I. Le rejet des fins de non-recevoir fondé sur une analyse mesurée des prescriptions
Le tribunal écarte d’abord l’irrecevabilité tirée de la prescription quinquennale en raison de l’effet continu de l’erreur alléguée. Il rappelle que « si un loyer est indexé sur une base erronée, l’erreur se répercutant sur l’ensemble des loyers postérieurs, il convient de ré-examiner et de re-calculer les loyers sur la base corrigée » (Sur ce, irrecevabilités). Cette solution permet de préserver l’action pour les loyers des cinq dernières années, reconnaissant le caractère sériel du préjudice. La valeur de ce raisonnement est de ne pas enfermer le débiteur dans une prescription trop rigide lorsque l’erreur de calcul initiale vicie toutes les échéances ultérieures.

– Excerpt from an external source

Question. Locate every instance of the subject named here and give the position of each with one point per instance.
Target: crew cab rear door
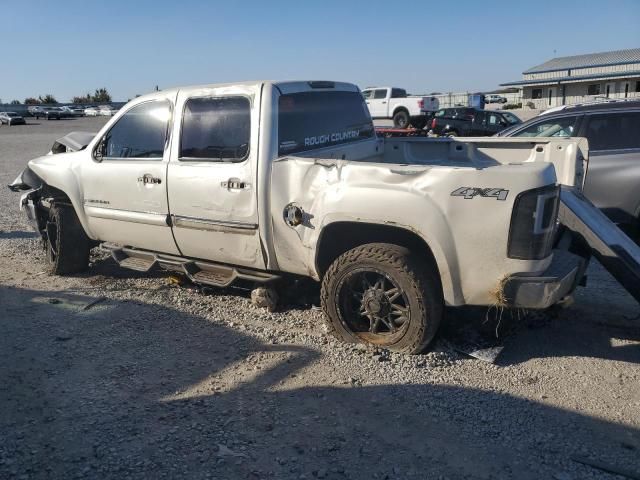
(212, 175)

Le tribunal écarte également l’irrecevabilité fondée sur la transaction signée en décembre 2021, en limitant strictement son objet. Il retient que la sous-occupante « n’a pas renoncé selon le protocole à toute demande au titre de la base de calcul de l’actualisation et de l’indexation de la redevance annuelle » (Sur ce, irrecevabilités). La portée de cette décision est de rappeler que la renonciation à un droit dans une transaction doit être interprétée de manière restrictive, sans l’étendre à des contestations non visées par le litige initial.
II. Le débouté au fond fondé sur l’interprétation de la commune intention des parties
Le tribunal interprète le contrat en faveur de la concédante en analysant la progressivité des redevances comme une libéralité temporaire. Il estime que « la redevance annuelle de base correspondant au local en sous-occupation est celle de la troisième année » (Sur ce, fond), les premières années constituant un abattement destiné à faciliter le démarrage de l’activité. Cette interprétation repose sur la recherche de la commune intention des parties, l’abattement étant la contrepartie des lourds investissements réalisés par le preneur.

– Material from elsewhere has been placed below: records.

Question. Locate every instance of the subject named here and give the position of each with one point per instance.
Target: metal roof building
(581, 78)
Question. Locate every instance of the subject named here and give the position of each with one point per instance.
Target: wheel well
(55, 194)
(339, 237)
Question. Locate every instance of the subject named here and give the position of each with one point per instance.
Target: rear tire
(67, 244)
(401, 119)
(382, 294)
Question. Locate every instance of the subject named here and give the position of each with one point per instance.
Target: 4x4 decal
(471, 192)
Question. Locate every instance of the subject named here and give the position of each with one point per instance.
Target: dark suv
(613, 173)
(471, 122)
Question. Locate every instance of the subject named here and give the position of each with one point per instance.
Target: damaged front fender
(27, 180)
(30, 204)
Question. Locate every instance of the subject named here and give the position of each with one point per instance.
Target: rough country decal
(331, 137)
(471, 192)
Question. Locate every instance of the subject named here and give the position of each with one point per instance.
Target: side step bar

Le tribunal en déduit que seule la redevance de troisième année devait être actualisée, et que cette base actualisée sert de fondement légitime aux indexations ultérieures. Il considère que « cette base est correcte » et que « les loyers indexés sur cette base sont eux aussi conformes à la Convention » (Sur ce, fond). La portée de cette solution est de valider la méthode de calcul de la concédante, en refusant de faire droit à la demande de remboursement de la sous-occupante.